Da taucht unter anderem die Sexualität im Jüngling auf, und trägt zur inneren Wirrnis das ihre bei. Dies wie eine zuvor unbeachtete Blume am Wegesrand, die eines Tages, man hat es gar nicht bemerkt, Blüten trägt. Erst sehr kleine, kaum farblich bestimmbar, noch in schüchternem Grün versteckt. Und es ist verwirrend dies zu sehen, dies an dem persönlichen Lebensweg anzutreffen, wenn man es zuvor nie sah, es ist neu und spannend, macht aber auch etwas Angst und macht hilflos, dem Wechselbad der Gefühle gegenüber, welches also ausgelöst ward.

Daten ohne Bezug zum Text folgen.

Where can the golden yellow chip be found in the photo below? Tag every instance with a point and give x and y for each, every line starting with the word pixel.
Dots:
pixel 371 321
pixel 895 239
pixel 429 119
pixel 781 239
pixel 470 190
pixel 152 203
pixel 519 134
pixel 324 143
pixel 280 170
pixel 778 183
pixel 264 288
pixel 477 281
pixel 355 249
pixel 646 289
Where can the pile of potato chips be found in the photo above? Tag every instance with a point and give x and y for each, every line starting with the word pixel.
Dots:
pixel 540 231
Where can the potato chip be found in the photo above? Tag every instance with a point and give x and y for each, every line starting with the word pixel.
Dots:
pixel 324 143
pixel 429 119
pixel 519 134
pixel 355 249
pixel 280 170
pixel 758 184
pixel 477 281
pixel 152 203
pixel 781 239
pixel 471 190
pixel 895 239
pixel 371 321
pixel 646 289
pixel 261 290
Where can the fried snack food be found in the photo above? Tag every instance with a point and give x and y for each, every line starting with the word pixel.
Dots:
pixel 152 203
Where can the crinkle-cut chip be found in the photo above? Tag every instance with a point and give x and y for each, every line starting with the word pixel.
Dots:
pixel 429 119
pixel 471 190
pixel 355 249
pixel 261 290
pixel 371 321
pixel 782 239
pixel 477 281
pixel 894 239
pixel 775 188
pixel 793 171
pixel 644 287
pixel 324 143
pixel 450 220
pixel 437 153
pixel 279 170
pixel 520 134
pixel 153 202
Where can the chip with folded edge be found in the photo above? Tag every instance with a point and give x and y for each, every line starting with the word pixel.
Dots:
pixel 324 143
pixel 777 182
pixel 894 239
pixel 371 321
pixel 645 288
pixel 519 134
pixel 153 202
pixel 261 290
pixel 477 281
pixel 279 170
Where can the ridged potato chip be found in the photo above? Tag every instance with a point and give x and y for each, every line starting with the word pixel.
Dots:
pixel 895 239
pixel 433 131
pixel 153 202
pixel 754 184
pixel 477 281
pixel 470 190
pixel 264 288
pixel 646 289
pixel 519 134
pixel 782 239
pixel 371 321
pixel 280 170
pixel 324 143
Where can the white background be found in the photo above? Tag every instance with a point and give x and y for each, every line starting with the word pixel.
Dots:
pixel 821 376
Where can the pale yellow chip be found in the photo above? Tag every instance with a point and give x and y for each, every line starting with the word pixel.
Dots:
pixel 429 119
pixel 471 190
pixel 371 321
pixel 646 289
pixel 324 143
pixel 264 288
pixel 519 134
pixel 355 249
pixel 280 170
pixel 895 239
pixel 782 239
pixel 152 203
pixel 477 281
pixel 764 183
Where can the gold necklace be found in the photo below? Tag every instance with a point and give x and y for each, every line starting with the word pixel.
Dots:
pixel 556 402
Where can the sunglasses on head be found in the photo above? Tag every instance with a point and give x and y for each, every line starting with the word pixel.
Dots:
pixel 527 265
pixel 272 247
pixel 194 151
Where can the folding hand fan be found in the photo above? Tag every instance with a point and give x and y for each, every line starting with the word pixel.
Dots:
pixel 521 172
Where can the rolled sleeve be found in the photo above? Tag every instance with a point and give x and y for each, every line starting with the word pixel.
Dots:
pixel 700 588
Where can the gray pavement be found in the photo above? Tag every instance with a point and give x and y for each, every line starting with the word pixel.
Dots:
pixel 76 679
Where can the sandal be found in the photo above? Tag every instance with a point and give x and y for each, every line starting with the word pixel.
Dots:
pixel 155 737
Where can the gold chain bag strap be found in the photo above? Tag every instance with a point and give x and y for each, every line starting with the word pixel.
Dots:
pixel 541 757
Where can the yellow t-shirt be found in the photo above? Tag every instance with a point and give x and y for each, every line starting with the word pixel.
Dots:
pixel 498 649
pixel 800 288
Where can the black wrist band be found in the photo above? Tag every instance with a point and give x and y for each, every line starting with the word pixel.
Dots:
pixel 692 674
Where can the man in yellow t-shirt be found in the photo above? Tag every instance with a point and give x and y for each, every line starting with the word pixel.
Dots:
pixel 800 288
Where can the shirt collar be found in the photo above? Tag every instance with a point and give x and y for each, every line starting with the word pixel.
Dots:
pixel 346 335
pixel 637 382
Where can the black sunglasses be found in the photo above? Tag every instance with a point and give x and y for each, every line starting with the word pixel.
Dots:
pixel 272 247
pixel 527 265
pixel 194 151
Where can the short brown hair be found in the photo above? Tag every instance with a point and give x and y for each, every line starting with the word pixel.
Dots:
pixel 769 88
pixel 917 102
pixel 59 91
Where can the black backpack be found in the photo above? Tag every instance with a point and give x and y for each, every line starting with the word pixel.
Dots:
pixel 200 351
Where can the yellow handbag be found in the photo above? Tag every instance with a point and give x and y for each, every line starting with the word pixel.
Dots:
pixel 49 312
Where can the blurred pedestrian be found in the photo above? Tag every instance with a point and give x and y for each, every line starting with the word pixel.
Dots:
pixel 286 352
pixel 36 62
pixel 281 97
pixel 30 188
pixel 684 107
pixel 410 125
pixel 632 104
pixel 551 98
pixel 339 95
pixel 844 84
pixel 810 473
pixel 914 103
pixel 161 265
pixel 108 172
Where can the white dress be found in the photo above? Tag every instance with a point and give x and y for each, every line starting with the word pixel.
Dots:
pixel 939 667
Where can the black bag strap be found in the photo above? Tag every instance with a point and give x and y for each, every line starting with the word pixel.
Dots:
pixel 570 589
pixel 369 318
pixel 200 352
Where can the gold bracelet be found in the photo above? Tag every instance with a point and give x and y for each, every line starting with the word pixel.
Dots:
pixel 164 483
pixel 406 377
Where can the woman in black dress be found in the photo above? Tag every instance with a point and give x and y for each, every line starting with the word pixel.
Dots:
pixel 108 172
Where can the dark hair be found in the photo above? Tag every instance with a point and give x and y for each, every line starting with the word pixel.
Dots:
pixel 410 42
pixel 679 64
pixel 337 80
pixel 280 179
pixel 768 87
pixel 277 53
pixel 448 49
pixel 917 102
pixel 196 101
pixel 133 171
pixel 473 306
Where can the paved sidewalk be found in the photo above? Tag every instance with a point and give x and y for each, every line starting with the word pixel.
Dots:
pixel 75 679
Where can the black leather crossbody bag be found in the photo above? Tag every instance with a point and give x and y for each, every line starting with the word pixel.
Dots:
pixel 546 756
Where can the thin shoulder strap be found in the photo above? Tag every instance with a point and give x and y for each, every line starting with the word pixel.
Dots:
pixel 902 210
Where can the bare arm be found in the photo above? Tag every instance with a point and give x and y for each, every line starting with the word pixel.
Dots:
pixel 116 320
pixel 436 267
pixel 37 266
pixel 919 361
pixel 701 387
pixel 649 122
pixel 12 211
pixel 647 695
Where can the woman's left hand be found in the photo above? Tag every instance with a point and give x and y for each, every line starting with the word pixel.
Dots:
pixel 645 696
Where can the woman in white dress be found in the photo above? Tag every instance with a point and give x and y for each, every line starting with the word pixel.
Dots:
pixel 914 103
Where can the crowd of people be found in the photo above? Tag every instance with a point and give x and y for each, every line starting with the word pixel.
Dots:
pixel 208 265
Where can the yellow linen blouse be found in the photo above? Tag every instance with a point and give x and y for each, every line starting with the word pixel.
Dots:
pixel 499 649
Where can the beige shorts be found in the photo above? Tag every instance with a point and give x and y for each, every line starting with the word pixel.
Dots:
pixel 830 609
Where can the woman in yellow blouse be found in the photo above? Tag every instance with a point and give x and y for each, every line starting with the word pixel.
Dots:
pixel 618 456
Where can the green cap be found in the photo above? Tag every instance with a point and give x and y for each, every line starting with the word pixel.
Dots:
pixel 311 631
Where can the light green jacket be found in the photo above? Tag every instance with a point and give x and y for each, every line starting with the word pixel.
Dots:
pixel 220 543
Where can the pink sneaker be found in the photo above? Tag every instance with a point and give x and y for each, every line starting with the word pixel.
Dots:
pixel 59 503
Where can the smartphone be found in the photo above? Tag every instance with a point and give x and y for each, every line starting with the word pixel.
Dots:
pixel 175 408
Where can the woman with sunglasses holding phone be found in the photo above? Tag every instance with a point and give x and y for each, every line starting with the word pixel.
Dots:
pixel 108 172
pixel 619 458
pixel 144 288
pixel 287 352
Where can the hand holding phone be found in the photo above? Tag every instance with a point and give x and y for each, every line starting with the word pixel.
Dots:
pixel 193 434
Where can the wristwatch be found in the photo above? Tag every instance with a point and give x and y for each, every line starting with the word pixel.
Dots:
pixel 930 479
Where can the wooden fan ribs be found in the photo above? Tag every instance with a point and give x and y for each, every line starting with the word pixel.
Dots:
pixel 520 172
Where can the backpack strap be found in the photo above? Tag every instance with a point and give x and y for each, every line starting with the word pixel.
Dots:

Hinzu tritt ein ungeheures Ereignis, so wird es jedenfalls wahrgenommen in dem abgelegenen Internat, unter den Zöglingen, wo sonst Eintönigkeit und Strenge den Alltag bestimmt. Es ist Geld gestohlen worden. Verschiedenen der Zöglinge durch einen von ihnen. Und ein Verdächtiger ist gefunden und „Beweise“ auch. Die Frage lautet: Wie geht man mit dem Beschuldigten, oder kräftiger, dem Verräter/ Verbrecher um?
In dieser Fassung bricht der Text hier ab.